There is a long line winding its way to Washington, DC. State and municipal governments, private corporations and service providers are queuing for their share of the billions ready to be invested, guaranteed and distributed by the federal government under the American Recovery and Reinvestment Act (ARRA).
The numbers are enticing - $137 billion for infrastructure, $20 billion to modernize health records, $43 billion for energy initiatives. For companies able to provide these services, ARRA represents a lucrative opportunity in an otherwise bleak economy. Along with the funds come an unprecedented level of scrutiny and accountability, creating a unique set of challenges and opportunities that merit dedicated and strategic communications support and resources.
The Obama administration set a high bar for transparency, creating the www.recovery.gov Web site and empowering the Recovery Act Accountability and Transparency Board as overseer. The fact that www.recovery.gov contains details on all ARRA-funded projects, including the names of all participants and subcontractors, as well as weekly and monthly progress reports, is a game changer. By making the information public, the federal agencies responsible for distributing the funds, the state and municipal governments managing the projects and the subcontractors themselves will be under intense scrutiny.
A diverse and motivated group of stakeholders and critics, including watchdogs, unions, the media, the general public and political opponents, will be watching. This scrutiny will have very real implications -- both reputational and financial -- for participating companies.
The good news is that the Memorandum for the Heads of Departments and Agencies provides a clear outline of the type of scrutiny and reporting requirements participants can expect. Understanding the standards allows companies and their counselors to prepare, plan, and manage these to minimize risk and take full advantage of the opportunities. The criteria contained in the Memorandum are meant exclusively for the federal agencies managing the funds but the expectation is that they will apply to all recipients and participants. Companies eager to or already participating in ARRA-funded projects must take into account the following three communications considerations:
Consideration 1: The Procurement Process The federal government is asking agencies to expedite the award process, promote competition to the maximum extent possible, and increase scrutiny for noncompetitive projects. This is an opportunity for new, smaller, and more innovative companies, some of whom may not have government experience, to compete. However, there is also an imperative to select companies with proven track records and an unblemished performance record.
Companies eager to participate must therefore establish credibility in the marketplace and raise their profile among a vast group of stakeholders, beyond just traditional political and procurement personnel. By working with the media, enlisting the support of third-party experts, and engaging with civic and business leaders, companies can showcase their expertise and experience. For foreign providers, it is important to demonstrate their ability to create jobs for Americans in the US, a fundamental objective of ARRA.
Consideration 2: Project Execution For each ARRA-funded project, the agencies responsible are required to: explain the rationale and expected benefits; identify projected and quantifiable outcomes and delivery schedules; provide regular progress reports; and account for how and by whom the money is being spent.
Companies involved in these projects can expect the same level of accountability and should take control of their own message and communicate their involvement and progress.
At the very least, participating companies ought to create a unique section of their Web site, dedicated to tracking their progress and providing updates exclusively on ARRA-funded projects.

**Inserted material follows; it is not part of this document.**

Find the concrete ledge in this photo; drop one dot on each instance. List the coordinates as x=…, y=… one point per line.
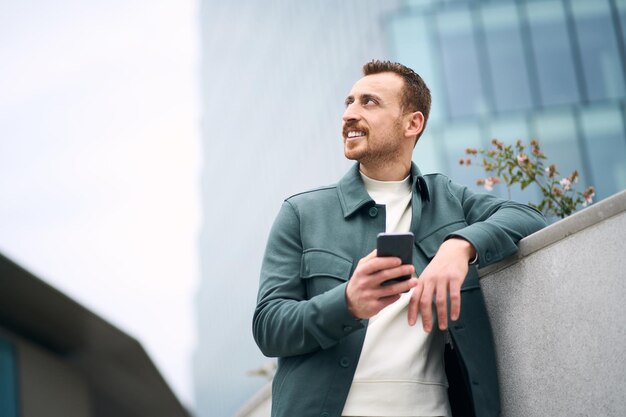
x=558, y=314
x=555, y=232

The site should include companies' own accountability and transparency policies as well as their compliance with all relevant environmental, employment, and procurement requirements, including section 1065 of ARRA - the “Buy American” clause. Further, the site can serve as a forum for answering ARRA-related questions and providing relevant information in partnership with local, state, and federal agencies.
Companies must also communicate clearly and proactively, on their Web site and through the media, around key milestones to demonstrate progress as well as to further position themselves as desirable partners for future projects.
Consideration 3: Managing Risk Given the increased scrutiny and pressure being placed on federal agencies and state and local governments, companies participating in ARRA-funded projects face increased risks. In addition to reporting progress, agencies are required to conduct regular audits and investigations to identify and prevent wasteful spending and minimize fraud, as well as regularly report performance issues with individual recipients. It is not unreasonable to assume that a subcontractor may find itself as the scapegoat, rightly or wrongly, in the event of a major project delay or problem. In light of the highly public nature of ARRA, this could have a significant effect on a company's reputation, business relationships, and, potentially, stock price.
In addition, the federal government has asked agencies to consider alternative forms of contract financing, including structuring agreements to include payment schedules based on defined deliverables and milestones, which, in the event of a delay, could have serious financial repercussions.
Despite the risks, which with the right tools and partners are manageable, ARRA represents a great opportunity for those companies that are able and willing to participate. Companies have a real chance to not just profit in this turbulent economy, but also to create jobs and be a critical participant in a new era of transparency and accountability.